Slumping demand has been hurting utility companies across the country, but DTE has been doubly challenged as its home territory of Michigan bears the brunt of declines in the auto and steel industries.

DTE reported a profit of $83 million, or 51 cents a share, up from $28 million, or 17 cents a share, a year earlier. The company's energy-trading operations had $24 million in profit, compared with a prior-year loss of $17 million.

Operating earnings, which exclude unusual and hedging items, rose to 56 cents a share from 16 cents.

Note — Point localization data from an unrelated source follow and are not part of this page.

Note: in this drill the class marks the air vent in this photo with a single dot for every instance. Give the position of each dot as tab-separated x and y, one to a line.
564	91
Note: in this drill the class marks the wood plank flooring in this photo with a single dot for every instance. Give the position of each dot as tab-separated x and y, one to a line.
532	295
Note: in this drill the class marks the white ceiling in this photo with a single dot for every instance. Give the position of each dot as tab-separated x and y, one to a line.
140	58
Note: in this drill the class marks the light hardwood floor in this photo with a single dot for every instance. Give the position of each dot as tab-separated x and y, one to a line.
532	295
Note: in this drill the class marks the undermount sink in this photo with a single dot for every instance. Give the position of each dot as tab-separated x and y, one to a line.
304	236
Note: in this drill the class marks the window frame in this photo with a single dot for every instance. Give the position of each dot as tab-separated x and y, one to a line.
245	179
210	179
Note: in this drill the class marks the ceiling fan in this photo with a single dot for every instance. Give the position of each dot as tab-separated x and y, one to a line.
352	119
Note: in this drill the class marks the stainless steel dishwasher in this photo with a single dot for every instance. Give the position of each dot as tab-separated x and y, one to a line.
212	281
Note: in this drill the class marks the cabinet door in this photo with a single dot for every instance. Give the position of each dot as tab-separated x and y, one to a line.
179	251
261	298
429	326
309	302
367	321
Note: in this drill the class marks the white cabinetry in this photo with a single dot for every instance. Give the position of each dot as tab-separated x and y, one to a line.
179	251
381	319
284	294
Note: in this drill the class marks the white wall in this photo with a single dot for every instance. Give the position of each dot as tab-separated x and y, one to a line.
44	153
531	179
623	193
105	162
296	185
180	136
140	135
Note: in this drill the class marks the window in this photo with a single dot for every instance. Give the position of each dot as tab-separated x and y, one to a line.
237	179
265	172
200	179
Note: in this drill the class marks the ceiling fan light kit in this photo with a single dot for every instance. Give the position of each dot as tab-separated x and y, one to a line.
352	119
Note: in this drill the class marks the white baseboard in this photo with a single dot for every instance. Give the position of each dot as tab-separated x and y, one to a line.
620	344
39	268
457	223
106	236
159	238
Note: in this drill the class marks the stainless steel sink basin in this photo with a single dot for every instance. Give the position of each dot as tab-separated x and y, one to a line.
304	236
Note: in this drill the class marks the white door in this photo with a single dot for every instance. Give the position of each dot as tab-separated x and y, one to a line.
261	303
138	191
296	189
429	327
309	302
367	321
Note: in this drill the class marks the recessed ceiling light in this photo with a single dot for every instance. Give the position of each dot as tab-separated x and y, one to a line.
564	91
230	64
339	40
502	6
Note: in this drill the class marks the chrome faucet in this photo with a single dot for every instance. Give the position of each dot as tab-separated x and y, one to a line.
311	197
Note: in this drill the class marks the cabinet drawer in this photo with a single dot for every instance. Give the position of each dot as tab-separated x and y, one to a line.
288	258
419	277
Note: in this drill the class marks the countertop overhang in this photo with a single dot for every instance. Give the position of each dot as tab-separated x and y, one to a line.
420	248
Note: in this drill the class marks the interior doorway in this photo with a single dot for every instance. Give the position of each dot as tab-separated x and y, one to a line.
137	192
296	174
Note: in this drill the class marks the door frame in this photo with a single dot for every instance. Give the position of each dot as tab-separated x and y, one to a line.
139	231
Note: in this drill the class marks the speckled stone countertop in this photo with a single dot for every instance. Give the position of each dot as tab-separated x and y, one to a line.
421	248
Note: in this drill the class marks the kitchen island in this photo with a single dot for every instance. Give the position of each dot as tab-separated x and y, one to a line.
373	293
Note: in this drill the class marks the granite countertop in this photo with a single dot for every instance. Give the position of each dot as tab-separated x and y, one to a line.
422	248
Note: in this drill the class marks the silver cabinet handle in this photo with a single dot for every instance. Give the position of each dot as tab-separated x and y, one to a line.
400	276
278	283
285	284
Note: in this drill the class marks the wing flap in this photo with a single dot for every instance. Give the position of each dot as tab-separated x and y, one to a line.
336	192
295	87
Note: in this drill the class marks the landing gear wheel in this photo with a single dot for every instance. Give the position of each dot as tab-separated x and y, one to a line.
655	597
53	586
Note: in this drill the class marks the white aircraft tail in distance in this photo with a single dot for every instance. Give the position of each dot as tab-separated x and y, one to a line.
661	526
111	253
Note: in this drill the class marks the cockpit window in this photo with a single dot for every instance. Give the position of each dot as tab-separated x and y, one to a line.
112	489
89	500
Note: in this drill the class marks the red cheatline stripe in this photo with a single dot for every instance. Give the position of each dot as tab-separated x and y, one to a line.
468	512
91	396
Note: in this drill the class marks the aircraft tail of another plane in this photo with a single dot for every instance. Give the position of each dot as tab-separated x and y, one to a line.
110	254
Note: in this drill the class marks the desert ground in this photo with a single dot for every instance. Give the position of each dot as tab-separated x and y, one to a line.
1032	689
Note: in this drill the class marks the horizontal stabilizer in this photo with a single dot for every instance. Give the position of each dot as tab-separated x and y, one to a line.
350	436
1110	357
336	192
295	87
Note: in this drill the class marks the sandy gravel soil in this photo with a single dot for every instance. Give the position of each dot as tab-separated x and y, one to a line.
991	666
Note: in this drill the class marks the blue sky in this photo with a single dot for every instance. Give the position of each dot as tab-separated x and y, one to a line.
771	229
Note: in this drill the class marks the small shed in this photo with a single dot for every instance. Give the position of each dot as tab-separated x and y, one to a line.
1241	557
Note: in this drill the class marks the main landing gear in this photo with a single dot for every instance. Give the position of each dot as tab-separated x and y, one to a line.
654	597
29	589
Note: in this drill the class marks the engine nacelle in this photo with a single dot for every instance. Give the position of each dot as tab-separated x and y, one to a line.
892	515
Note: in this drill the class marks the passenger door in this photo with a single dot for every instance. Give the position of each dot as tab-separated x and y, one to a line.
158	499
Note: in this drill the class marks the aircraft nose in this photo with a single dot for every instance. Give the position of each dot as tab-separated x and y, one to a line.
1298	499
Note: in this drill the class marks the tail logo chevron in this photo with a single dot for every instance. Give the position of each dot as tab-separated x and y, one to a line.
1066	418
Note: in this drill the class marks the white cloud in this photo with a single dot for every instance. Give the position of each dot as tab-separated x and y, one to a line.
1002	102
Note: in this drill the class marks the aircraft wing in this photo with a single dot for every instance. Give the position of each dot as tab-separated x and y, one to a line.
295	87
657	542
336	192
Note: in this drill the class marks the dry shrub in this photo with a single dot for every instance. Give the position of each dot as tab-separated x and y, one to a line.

Analysts estimated per-share operating earnings of 15 cents, according to a poll by Thomson Reuters.

Revenue dropped 25% to $1.69 billion.

Beyong the trading performance, cost cuts also helped the bottom line, with fuel down 44% and overhead down 21%. That helped Detroit Edison, DTE's largest unit, where earnings jumped 61%. The company's natural-gas utility reported a wider loss on lower margins and higher depreciation and interest costs.

Shares of DTE, which backed its 2009 earnings target, shares rose 0.5% to $35.24 in after-hours trading. The stock has gained about 50% from a 12-year low in March.